When he contacted us, our client told us that he had jerked away from the officer because the cuffs had been applied too tightly, and that had caused him pain. He agreed that he continued to be angry and question the police actions, but that he didn’t physically resist the arrest, or do anything else wrong.


We began working on the case, and found that several cellphone videos of the protest – and police activities at the protest – had been uploaded on social media sites. We immediately saved those, and were able to find one where the officer in question in our client’s case was depicted yelling at protestors. Our client was a member of a community organization that had encouraged members to participate peacefully in the protest, and we were able to collect evidence from other members about our client’s previous peaceful participation in protests, and the fact that he had been part of discussions encouraging members to act within the bounds of the law during the protest. Finally, our client had taken a photo of his wrists after he was released from police custody, and it showed marks on his wrists where the cuffs were applied.


We took all of this information to the DA, and were able to demonstrate the difficulty that they would have in proving that our client acted ‘willfully’ when he jerked his hands away from the officer while being cuffed. Further, the officer in question had included nothing about his own bad behavior in his original statement – but we were able to show otherwise. Given the evidence that we had amassed, and the condemnation of the police behavior at the protest that our defense would entail, the Prosecutor was persuaded that no charges should be filed against our client.

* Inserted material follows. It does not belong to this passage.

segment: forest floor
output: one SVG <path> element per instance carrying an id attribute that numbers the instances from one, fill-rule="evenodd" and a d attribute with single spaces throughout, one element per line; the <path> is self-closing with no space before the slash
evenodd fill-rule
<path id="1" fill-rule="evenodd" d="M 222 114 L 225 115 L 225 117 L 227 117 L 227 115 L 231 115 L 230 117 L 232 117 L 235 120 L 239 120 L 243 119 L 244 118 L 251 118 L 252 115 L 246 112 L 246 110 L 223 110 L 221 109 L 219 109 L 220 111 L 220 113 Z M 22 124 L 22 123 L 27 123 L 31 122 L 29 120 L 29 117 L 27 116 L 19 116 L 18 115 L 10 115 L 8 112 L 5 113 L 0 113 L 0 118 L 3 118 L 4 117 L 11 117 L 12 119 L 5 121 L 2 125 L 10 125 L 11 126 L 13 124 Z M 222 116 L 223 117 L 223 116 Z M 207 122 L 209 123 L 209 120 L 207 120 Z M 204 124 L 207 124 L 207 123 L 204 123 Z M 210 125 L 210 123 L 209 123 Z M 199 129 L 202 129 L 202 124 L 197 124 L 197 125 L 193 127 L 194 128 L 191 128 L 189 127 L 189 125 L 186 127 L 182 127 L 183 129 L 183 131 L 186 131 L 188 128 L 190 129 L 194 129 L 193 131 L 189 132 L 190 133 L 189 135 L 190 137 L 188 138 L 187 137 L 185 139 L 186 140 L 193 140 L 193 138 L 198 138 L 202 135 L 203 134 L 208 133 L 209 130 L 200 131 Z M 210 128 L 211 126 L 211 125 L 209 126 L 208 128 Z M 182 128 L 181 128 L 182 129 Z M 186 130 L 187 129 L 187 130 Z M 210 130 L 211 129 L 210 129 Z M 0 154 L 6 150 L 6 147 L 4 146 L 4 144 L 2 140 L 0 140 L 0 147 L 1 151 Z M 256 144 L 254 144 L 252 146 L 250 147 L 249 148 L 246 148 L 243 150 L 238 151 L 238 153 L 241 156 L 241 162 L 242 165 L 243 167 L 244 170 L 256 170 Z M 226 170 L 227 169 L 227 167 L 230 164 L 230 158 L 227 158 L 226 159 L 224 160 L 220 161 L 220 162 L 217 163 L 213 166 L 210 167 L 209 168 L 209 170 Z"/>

Insufficient evidence and reasonable doubt

One of the fundamental tenets of the criminal law is that the prosecution must prove all of the elements of the charge beyond reasonable doubt. Just because there is not enough evidence to satisfy this standard, however, does not always mean that charges are not filed. In these kinds of cases especially – where no proof of injury is required, and where the case is based on the word of a police officer – it is easy for charges to be filed without sufficient proof.


Summit Defense attorneys include an ex-police officer and ex-District Attorneys, and this experience on the other side means that we are aware how often charges are filed in weak cases, or just based on the word of one or two police officers. We also know how defendants can feel defeated in these cases – a common reaction is, “Who is going to believe my word against the police?” But we are on your side, and we will not let baseless charges stand because we always insist on holding the prosecution to the very high standard and burden of proof required.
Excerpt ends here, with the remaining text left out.